Chestnuts are not quite roasting on an open fire, but Andy Williams is trying his hardest on the i Pod, the fire is on and baby it's cold outside.This is the weekend when we ‘Do the tree’.
Middleagedad.com has yet again managed to buy a tree that would be more suited to Trafalgar Square, but after much huffing and puffing and general man moodiness (Hello, you were the one that bought the biggest tree in North London) has found the weird triangular thing that holds it up straight and we are ready to decorate.
I have of course, been art directing the whole operation. Fake white tree in the kitchen as it goes with the 'modern/trashy retro mood', real tree in the living room in the corner near the fire for maximum 'cosy/traditional look.’
I have been gathering ideas for months. DIY craft is a big trend for 2009 and I am taking it to the max.
Three weeks ago, my daughter carefully chose her moment to bring up the subject of the tree. (Shopping in Westfield)
‘Mum, do you think I could decorate the tree this year’
Sharp intake of breath, regain composure and remember I am not in fact the UK’s answer to Martha Stewart!! ‘That sounds nice (NO NO NO) what sort of colour scheme were you thinking?’ (I already have it all worked out in my head)
‘Oh just random, just lots of stuff. What do you call it? I know, eclectic.’
I am loving her use of the word eclectic but grappling with random and know this marks a key point in our relationship.
‘No tinsel’ I say.
‘Why not, other people have tinsel’ says she defensively.
I want to say ‘other people have no style’ but refrain.
‘Other peoples mums let them put anything on the tree and don’t really care what it looks like.’
Other people mums wear Crocs with socks but it doesn’t make it right, I think, but obviously don’t say.
So here we are, three weeks later, the decorations are down from the loft and we are unpacking delightful handmade baubles from India and China and vintage decorations from ABC in New York. I am thinking bright pink contrasting with pale pink and tonal green highlights.
‘Here it is ‘she says, pulling out bright red tinsel from the box I thought I’d managed to hide. ‘Oh its gorgeous, look mum how could you could not like this, and look here’s the calendar I made at nursery’

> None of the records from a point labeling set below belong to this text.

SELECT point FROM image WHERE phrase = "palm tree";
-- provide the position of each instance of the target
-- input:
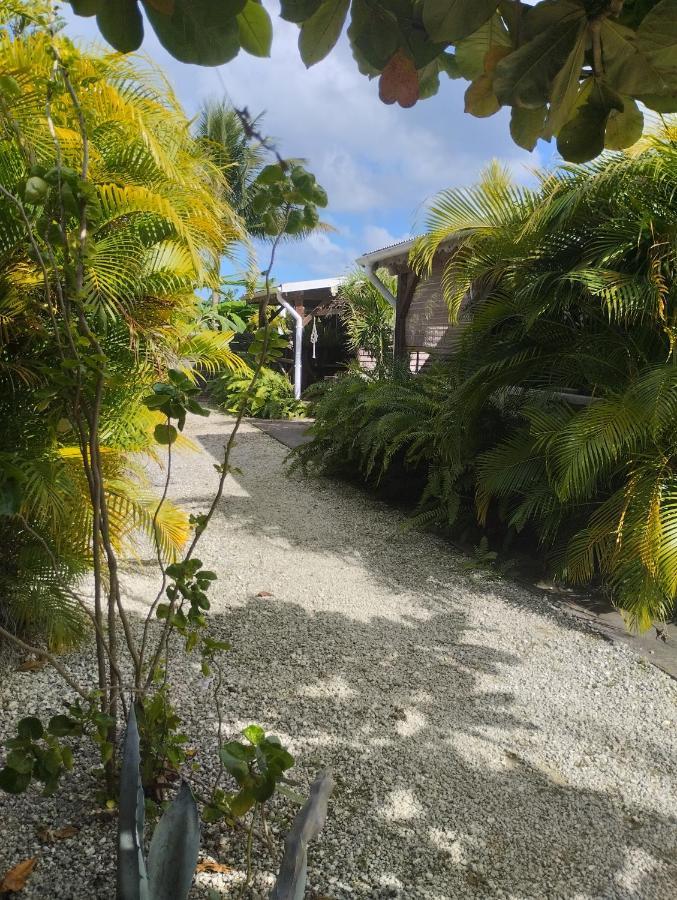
(574, 332)
(157, 225)
(368, 318)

We delve into the box (with me surreptitiously trying to stuff the tinsel under the sofa) pulling out necklaces made of macaroni, pictures of the kids and the cats wearing reindeer horns and strange pottery angels.
Every single one has a memory of childhood and past Christmas’s. We are laughing and reminiscing and my teenage daughter is a little girl again.
I am transported back to doing this very same thing with my own mum. Every year the same old things would come out of the box and bring back memories of lovely family times. My mum didn’t give a hoot what the tree looked like; she let me get on with it, knowing there is more to life than things looking perfect.
I stop for a minute and realise that this is what Christmas is all about and say.
‘You know what, I’m going to make some mince pies, you do the tree and call me when you’ve finished, I’m sure it will look amazing’.
But can’t promise I won’t remove the tinsel when she’s gone to bed!